Developed in 1935, the Resettlement Administration (RA) merged into the Farm Security Administration (FSA) in 1937 as a way to help fight rural poverty.  The FSA began by buying out small farmers who did not have enough money to exist on their own and proceeded to set up homestead communities where farmers worked together in a common area. 

These homestead communities were equipped with government experts to help farmers to practice successful farming techniques.  The FSA provided loans for machinery, trucks and animals.  The FSA program also used education to help improve the lifestyle of the farmers through "rural rehabilitation," teaching farmers to be more efficient and to prevent soil erosion and dust blowing. 

The FSA built camps for migrants with improved sanitary conditions to help Americans move out of the shantytowns or “Hoovervilles” they occupied when they could no longer afford their homes. While many camps employed several FSA camp managers, the majority of the camps were run by the migrants themselves.

Right: FSA camps such as this one helped keep migrants from living in unsanitary conditions.

FSA

The Civilian Conservation Corps (CCC) existed from 1933 to 1945 as a work relief program for unemployed men to assist with the development and conservation of the nation’s natural resources.  In addition, the CCC promoted a state and national park infrastructure. For example, CCC crews planted almost three billion trees.  CCC workers built lodges, cabins, picnic pavilions and other recreational services. 

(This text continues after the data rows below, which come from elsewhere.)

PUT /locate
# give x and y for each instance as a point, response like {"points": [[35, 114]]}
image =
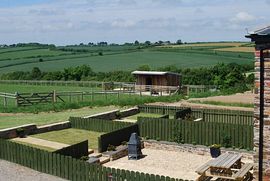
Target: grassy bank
{"points": [[16, 119], [218, 103]]}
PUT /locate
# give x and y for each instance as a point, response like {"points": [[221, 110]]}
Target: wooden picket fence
{"points": [[202, 133], [208, 115], [98, 125], [67, 167]]}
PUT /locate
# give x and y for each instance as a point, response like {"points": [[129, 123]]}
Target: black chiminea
{"points": [[134, 147]]}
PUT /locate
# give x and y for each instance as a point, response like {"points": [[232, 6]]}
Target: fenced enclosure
{"points": [[202, 133], [207, 115], [67, 167], [98, 125]]}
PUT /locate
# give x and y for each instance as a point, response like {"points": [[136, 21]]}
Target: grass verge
{"points": [[71, 136], [218, 103]]}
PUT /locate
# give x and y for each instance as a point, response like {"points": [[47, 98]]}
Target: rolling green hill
{"points": [[129, 57]]}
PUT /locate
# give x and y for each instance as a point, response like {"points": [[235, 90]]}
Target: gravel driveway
{"points": [[14, 172]]}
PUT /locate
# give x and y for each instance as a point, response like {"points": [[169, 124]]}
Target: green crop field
{"points": [[16, 119], [123, 57], [12, 88]]}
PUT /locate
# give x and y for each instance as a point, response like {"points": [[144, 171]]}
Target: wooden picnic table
{"points": [[226, 166]]}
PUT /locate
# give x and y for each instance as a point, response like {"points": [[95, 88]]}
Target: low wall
{"points": [[116, 137], [129, 112], [196, 149], [30, 129], [75, 151], [110, 115]]}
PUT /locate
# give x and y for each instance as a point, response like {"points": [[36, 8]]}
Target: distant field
{"points": [[237, 49], [12, 88], [124, 57], [206, 44]]}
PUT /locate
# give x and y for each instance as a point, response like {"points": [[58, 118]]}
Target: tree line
{"points": [[225, 76]]}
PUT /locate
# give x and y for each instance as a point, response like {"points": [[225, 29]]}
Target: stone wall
{"points": [[266, 161]]}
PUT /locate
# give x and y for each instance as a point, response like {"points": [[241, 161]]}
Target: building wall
{"points": [[266, 161], [161, 80]]}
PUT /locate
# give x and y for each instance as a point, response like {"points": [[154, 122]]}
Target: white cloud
{"points": [[243, 17]]}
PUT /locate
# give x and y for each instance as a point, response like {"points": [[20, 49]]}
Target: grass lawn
{"points": [[71, 136], [35, 146], [152, 115], [15, 119]]}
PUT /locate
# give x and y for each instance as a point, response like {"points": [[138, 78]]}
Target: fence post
{"points": [[5, 100], [82, 96], [54, 96], [92, 95]]}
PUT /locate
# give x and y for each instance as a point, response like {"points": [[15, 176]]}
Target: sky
{"points": [[64, 22]]}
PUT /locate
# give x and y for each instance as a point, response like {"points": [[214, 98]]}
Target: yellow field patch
{"points": [[236, 44], [237, 49]]}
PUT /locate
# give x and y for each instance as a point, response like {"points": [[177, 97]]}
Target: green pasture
{"points": [[71, 136], [31, 53], [131, 60], [23, 88], [16, 119]]}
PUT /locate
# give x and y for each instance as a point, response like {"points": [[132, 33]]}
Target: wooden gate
{"points": [[27, 99]]}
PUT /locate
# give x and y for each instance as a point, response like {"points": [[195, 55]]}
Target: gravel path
{"points": [[168, 163], [14, 172]]}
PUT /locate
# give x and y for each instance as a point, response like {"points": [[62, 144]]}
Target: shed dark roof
{"points": [[263, 31], [261, 35]]}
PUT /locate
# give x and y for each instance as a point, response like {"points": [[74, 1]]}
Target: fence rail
{"points": [[202, 133], [208, 115], [67, 167]]}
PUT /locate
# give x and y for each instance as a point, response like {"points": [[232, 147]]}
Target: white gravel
{"points": [[14, 172], [168, 163]]}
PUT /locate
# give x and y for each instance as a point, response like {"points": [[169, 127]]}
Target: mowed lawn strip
{"points": [[35, 146], [12, 88], [71, 136], [8, 120]]}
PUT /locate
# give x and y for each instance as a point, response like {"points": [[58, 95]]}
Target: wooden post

The CCC employed young men between the ages of 18 to 28 to also help with the development and conservation of the state ’s natural resources.  Oklahoma’s Roman Nose, Beavers Bend, Robbers Cave, Sulphur and Osage Hills are a few of the Oklahoma camps built by the CCC that are still used today. 

CCC

 

The Civilian Conservation Corps-Indian Division (CCC-ID) brought men from various Oklahoma Indian tribes to build roads, bridges, schools, clinics, shelters and other public works in their areas.  The CCC-ID also trained men to become carpenters, truck drivers, radio operators, mechanics and other specialized tradesmen.

Left: CCC-ID workers from the Pawnee Indian Agency, build a garage under the supervision of an experienced construction worker.

The Works Progress Administration (renamed in 1939 as the Works Projects Administration, WPA) was the largest New Deal agency.  With longtime FDR aide Harry Hopkins as the director, the WPA provided approximately eight million jobs between 1935 and 1943 and helped to construct buildings, highways and roads as well as operate arts, drama, media and literacy projects.  The “Federal Project Number One” was established by the WPA in 1935 to provide work for unemployed artists as well as keep the people’s spirits up through entertainment.

Though the agency offered relief in several different areas, construction was the main force of the WPA.  The improvement and building of roads made up over half of Oklahoma’s expenditures. In its eight years of existence, the WPA built over 650,000 miles of highways, roads, and streets, and constructed, repaired, or improved over 124,000 bridges, 125,000 public buildings, 8,000 parks and 800 airport landing fields.

Right: State Highway 19 in Ada was paved by WPA workers in October 1937.

WPA

By the end of the “Dirty Thirties,” FDR’s New Deal helped citizens pull themselves out of the depression, but the impact of the economic crisis would be felt for years to come.